Cevap: Genelkurmay’da bilgi işlem odaları ‘Tempest’ (Elektromanyetik dinleme) kurallarına göre dizayn edilir. Ekranların ve kabloların yaydığı elektromanyetik dalgaların bile dışarı çıkması engellenir. (Kalorifer borusuna yakın bir ekrandaki görüntü, elektromanyetik dalgaları dönüştüren teknolojinin yardımıyla üç-dört kat alttaki odadan alınabiliyor). Bu nedenle bilgi işlem odalarının duvarlarında dalga kesici metal ağlar kullanılıyor. İletişimde de sadece fiber optik kablolar kullanılıyor.

Soru: Bu kadar önlem varken belgenin Genelkurmay’dan çıkmadığı kesin gibi?

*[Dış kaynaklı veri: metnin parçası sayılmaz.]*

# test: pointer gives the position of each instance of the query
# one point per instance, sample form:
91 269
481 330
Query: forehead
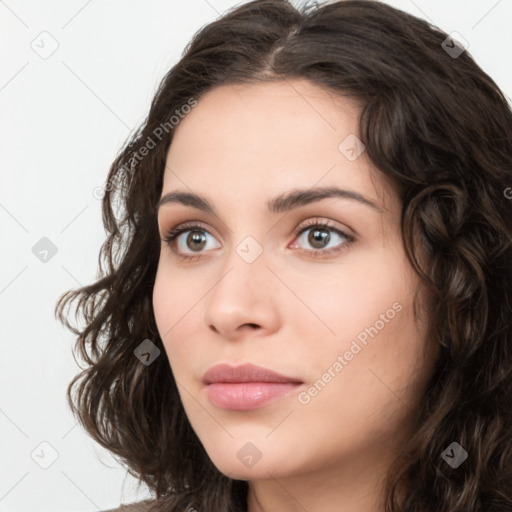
267 137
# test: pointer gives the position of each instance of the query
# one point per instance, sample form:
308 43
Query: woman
307 300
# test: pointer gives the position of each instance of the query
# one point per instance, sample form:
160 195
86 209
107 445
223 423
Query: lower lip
243 396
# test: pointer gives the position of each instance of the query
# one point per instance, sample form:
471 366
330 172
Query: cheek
176 309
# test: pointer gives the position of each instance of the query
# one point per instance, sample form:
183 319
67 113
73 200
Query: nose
243 300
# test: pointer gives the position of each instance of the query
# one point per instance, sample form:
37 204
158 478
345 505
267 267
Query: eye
195 240
319 237
318 234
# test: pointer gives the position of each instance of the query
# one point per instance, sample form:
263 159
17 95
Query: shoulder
141 506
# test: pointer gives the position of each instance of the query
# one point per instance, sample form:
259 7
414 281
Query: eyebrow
281 203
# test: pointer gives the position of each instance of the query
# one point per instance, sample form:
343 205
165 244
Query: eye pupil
319 237
196 237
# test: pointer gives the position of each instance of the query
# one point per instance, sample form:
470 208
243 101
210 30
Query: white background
63 119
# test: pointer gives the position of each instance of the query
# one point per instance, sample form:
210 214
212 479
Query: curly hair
436 125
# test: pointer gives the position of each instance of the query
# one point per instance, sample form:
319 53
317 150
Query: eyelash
172 235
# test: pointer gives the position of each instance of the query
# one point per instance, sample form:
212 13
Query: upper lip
244 373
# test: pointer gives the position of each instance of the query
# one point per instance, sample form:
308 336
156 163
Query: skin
288 310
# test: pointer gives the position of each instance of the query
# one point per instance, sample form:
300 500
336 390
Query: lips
244 373
246 387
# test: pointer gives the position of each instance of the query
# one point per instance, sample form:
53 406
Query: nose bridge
244 267
242 294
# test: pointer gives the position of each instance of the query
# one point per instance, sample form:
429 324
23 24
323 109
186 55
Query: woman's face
329 307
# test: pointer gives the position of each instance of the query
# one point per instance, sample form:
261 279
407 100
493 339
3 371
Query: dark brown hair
432 122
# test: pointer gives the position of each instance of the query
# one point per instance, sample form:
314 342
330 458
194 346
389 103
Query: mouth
246 387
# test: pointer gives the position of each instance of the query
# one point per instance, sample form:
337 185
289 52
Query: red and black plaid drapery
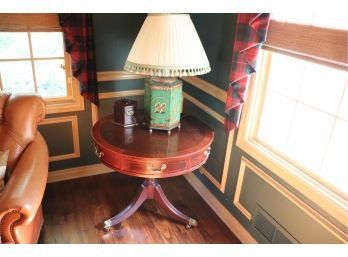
79 43
251 32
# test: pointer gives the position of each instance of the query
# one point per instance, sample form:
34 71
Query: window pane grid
320 130
53 79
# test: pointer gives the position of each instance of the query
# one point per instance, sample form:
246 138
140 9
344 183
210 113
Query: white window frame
276 162
47 23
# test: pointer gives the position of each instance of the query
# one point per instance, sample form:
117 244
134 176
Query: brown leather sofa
21 216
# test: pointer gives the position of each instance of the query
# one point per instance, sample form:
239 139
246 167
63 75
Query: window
295 120
32 59
39 59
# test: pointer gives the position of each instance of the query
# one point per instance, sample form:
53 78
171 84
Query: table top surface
137 141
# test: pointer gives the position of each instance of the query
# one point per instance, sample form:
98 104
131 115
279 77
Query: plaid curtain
79 43
251 33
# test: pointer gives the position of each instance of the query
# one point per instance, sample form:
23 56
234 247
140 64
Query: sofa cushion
3 163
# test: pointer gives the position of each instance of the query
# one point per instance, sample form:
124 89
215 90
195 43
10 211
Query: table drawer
155 167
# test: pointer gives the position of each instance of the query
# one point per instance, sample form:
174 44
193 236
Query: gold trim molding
231 222
75 134
339 234
77 172
220 185
207 87
103 76
121 94
204 107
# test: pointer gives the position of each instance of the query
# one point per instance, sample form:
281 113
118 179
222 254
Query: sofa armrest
24 190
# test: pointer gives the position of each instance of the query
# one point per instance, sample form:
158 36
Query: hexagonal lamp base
162 102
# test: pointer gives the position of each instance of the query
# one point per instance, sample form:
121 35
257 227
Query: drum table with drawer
135 151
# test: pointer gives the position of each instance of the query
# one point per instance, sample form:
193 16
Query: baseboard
78 172
231 222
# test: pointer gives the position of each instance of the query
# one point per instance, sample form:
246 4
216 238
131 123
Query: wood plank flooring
75 210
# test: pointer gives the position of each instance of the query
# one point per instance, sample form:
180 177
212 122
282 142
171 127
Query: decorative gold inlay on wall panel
75 134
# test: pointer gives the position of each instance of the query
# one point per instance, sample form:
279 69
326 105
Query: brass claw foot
192 223
107 225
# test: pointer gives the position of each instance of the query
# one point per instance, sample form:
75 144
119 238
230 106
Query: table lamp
167 47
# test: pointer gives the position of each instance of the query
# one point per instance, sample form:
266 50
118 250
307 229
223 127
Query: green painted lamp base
162 102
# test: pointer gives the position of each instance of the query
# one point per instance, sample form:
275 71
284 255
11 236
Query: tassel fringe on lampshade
167 46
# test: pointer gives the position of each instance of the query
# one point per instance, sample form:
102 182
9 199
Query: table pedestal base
150 189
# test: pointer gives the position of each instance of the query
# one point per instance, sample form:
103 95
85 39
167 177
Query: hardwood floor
75 210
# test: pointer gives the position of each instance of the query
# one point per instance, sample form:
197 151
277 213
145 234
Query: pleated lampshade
167 45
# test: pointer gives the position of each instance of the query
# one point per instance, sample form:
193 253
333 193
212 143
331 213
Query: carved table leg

Cevap: İki ihtimal var. Ya belge dışarıda bir yerde yazıldı, Serdar Öztürk’ün bürosuna ulaştı ya da Genelkurmay’da emir komuta zinciri içinde hazırlandı ve herkes yalan söylüyor. İkinci ihtimalin olması iki nedenle zor. Birincisi: Başbuğ Paşa kendisini bu kadar bağlamaz. İkincisi: ‘emir komuta zinciri içinde’ hazırlanmış bir plan, uygulama için ilgili daire başkanının emri ile gerekli birimlere dağıtılır. Bu belgenin Harekât Başkanlığı’nda hazırlandığı varsayılırsa, Harekât Başkanı’nın bilgisi dışında kışlalardaki ilgili birimlere ulaştırılamaz. Komuta kademesinin bilgisi dışında ulaştırılırsa, sadece hükümete değil, Genelkurmay hiyerarşisine karşı da suç işlenmiş olur. Askeri savcılar Çiçek’i tutuklamadığına göre, sistem içinde belgenin izine rastlanamadı.